Malheureusement, comme pour le premier opus, le rythme n’est pas très bien calibré, et si la vengeance en elle même est bien jouissive, elle se fera parfois attendre. Entre deux meurtres, on aura droit a beaucoup de blabla, notamment avec Natsuki, qui fera tout pour découvrir ce qui se cache derrière la fameuse légende de Teke Teke et qui essayera de mettre un terme à la malédiction… encore une fois donc. On retrouvera ainsi certains petits rôles du premier film, et on en apprendra encore un peu plus sur le fameux monstre, et même bien avant sa condition de… montre dirons nous.

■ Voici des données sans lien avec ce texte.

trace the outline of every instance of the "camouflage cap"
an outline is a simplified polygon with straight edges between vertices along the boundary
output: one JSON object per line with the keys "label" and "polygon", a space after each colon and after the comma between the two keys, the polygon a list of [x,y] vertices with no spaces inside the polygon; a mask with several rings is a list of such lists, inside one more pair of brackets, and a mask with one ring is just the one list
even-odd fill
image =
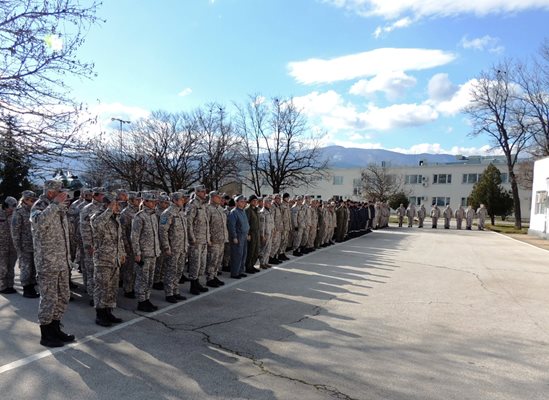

Une approche pas désagréable, mais parfois un peu longuette avouons le. Et comme les bases de l’univers sont déjà posées depuis le premier film, Shiraishi Kôji ne tente plus de nous effrayer, alors qu’il y parvenait parfois dans le premier film, mais opte pour un ton un peu plus décontracté, et se lâche donc par la même occasion dans l’horreur visuelle. Oui, les meurtres, s’ils se déroulent de la même manière que dans le premier film, sont encore plus violents. Nishimura toujours aux effets spéciaux livre un beau travail, et le nombre de jeunes filles coupées en deux ne se compte plus sur les doigts de la main. Si les mêmes signes sont là (un vent frais qui nous arrive en pleine face et un bruit désagréable d’ongle lorsque Teke Teke marche au sol), la bête semble encore plus rapide, plus vorace, plus coriace. Les meurtres sont certes parfois un peu répétitifs, mais la réalisation assez habile et jouissive fait passer le tout, et certains meurtres surprendront tout de même, soit par leur déroulement (ah le coup du balais, je ne m’y attendais pas) soit par leur violence (les derniers meurtres par exemple, ça y va sévère). Le final sera un grand moment, enchaînant les meurtres à vitesse grand V. Les principaux reproches que l’on pourra faire au métrage sont les mêmes que le premier opus : un rythme pas toujours très bien foutu, et un certain manque d’originalité (au bout de 2h20 de films, ça en fait des filles coupées en deux, la prochaine fois, il faudra couper en morceaux de la taille d’un nugget). Et Shiraishi nous ressort un final à ne pas prendre trop au sérieux, avant de nous achever sur un petit retournement de situation bienvenu bien que très classique pour ce genre de métrage.

 

+
-

Des scènes d'attaques toujours efficaces

La scène d'ouverture

Le long final

Encore des soucis de rythme

Un peu répétitif

 

NOTE: 11/20

En bref: Suite et fin pour Teke Teke. Un second opus un brin répétitif mais un peu plus violent au final réjouissant, qui souffre cependant des mêmes défauts que son grand frère.